Single by Jon Pardi

from the album Heartache Medication
- Released: March 16, 2020
- Genre: Country
- Length: 3:39
- Label: Capitol Nashville
- Songwriters: Brandon Kinney; Josh Thompson;
- Producers: Jon Pardi; Bart Butler; Ryan Gore;

Jon Pardi singles chronology
| "Beer Can't Fix" (2020) | "Ain't Always the Cowboy" (2020) | "Tequila Little Time" (2021) |

Music video
- "Ain't Always The Cowboy" on YouTube

= Ain't Always the Cowboy =

"Ain't Always the Cowboy" is a song by American country music singer Jon Pardi. It was released on March 16, 2020 as the second single from his third studio album Heartache Medication. The track is about a non-committal woman that uses Western iconography. "Ain't Always the Cowboy" peaked at numbers three and six on Billboard's Country Airplay and Hot Country Songs charts respectively. It also reached number 55 on the Hot 100. It was certified two-times platinum by the Recording Industry Association of America (RIAA), denoting sales of over two million units in the United States. The song achieved similar success in Canada, giving Pardi his fifth number-one hit on the Country chart, and peaked at number 52 on the Canadian Hot 100. The accompanying music video for the single, directed by Carlos Ruiz, features Pardi barrel racing.

==Content and history==
The song was written by Brandon Kinney and Josh Thompson. It uses Western imagery to describe a woman who does not want to commit to a relationship. Pardi told the blog Taste of Country, ""I feel like the topic of the song hasn't been written about in this way, and I love songs that approach things differently and offer fresh perspectives".

Thompson upon meeting Kinney, only had the title in mind, and after the two writers began drinking beer together, they came up with the idea for the song. The demo, featuring vocals from Thompson, was then sent to Kinney's cousin Bart Butler, who is also Pardi's producer. Butler chose for the song to be recorded at a faster tempo than the demo, adding prominent fiddle from Jenee Fleenor and a lead guitar from Rob McNelley, along with several backing vocals all sung by session vocalist Russell Terrell. Taste of Country writer Cillea Houghton described the song as "put[ting] as much focus on the restless woman who stole the titular cowboy's heart as it does the cowboy himself, tied together with descriptive lyrics".

==Music video==
Carlos Ruiz directed the music video, which features Pardi barrel racing.

==Chart performance==
On the week of September 12, 2020, "Ain't Always the Cowboy" debuted at number 99 on the Billboard Hot 100. Eleven weeks later, it peaked at number 55 the week of November 28, and stayed on the chart for eighteen weeks.
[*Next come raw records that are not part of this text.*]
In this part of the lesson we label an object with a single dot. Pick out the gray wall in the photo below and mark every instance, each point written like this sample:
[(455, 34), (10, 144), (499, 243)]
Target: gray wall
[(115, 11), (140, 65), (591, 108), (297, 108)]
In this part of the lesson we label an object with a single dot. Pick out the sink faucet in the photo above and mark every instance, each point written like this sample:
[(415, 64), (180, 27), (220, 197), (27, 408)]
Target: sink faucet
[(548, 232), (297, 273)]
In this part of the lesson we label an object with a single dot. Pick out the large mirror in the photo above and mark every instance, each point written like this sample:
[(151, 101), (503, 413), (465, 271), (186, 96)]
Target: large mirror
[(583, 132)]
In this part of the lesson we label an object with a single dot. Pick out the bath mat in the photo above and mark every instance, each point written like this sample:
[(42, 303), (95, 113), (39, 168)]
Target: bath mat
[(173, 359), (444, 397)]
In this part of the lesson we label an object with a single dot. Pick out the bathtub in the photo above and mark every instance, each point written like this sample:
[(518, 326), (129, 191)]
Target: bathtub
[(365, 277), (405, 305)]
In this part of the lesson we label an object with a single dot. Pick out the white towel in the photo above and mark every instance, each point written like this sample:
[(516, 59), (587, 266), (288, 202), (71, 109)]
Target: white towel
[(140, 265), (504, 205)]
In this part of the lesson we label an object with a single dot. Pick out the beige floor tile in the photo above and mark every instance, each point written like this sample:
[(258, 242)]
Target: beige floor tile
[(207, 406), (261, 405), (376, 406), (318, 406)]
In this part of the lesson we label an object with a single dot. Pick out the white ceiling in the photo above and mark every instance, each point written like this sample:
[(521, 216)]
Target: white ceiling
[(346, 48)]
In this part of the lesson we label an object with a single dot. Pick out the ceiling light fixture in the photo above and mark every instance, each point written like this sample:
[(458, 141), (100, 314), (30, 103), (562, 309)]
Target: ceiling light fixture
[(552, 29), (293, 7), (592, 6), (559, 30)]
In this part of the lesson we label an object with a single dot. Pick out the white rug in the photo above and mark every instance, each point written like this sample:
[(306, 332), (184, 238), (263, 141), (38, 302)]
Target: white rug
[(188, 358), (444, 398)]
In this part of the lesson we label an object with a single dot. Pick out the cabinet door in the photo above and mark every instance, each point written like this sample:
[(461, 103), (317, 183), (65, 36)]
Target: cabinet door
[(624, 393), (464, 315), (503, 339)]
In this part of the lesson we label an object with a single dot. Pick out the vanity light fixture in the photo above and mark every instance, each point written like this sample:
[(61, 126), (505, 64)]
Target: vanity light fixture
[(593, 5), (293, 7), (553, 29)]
On the week of December 19, it reached numbers three and six on both the Billboard Country Airplay and Hot Country Songs charts respectively. In Canada, the song debuted at number 100 on the Canadian Hot 100 the week of September 26. Nine weeks later, it reached number 52 the same week it peaked on the Billboard Hot 100, and remained on the chart for fifteen weeks.

===Weekly charts===

| Chart (2020–2021) | Peak position |
|---|---|
| Canada Hot 100 (Billboard) | 52 |
| Canada Country (Billboard) | 1 |
| US Billboard Hot 100 | 55 |
| US Country Airplay (Billboard) | 3 |
| US Hot Country Songs (Billboard) | 6 |

===Year-end charts===

| Chart (2020) | Position |
|---|---|
| US Country Airplay (Billboard) | 52 |
| US Hot Country Songs (Billboard) | 48 |

| Chart (2021) | Position |
|---|---|
| US Hot Country Songs (Billboard) | 89 |

==Certifications==

| Region | Certification | Certified units/sales |
| Canada (Music Canada) | Platinum | 80,000^{‡} |
| United States (RIAA) | 2× Platinum | 2,000,000^{‡} |
^{‡} Sales+streaming figures based on certification alone.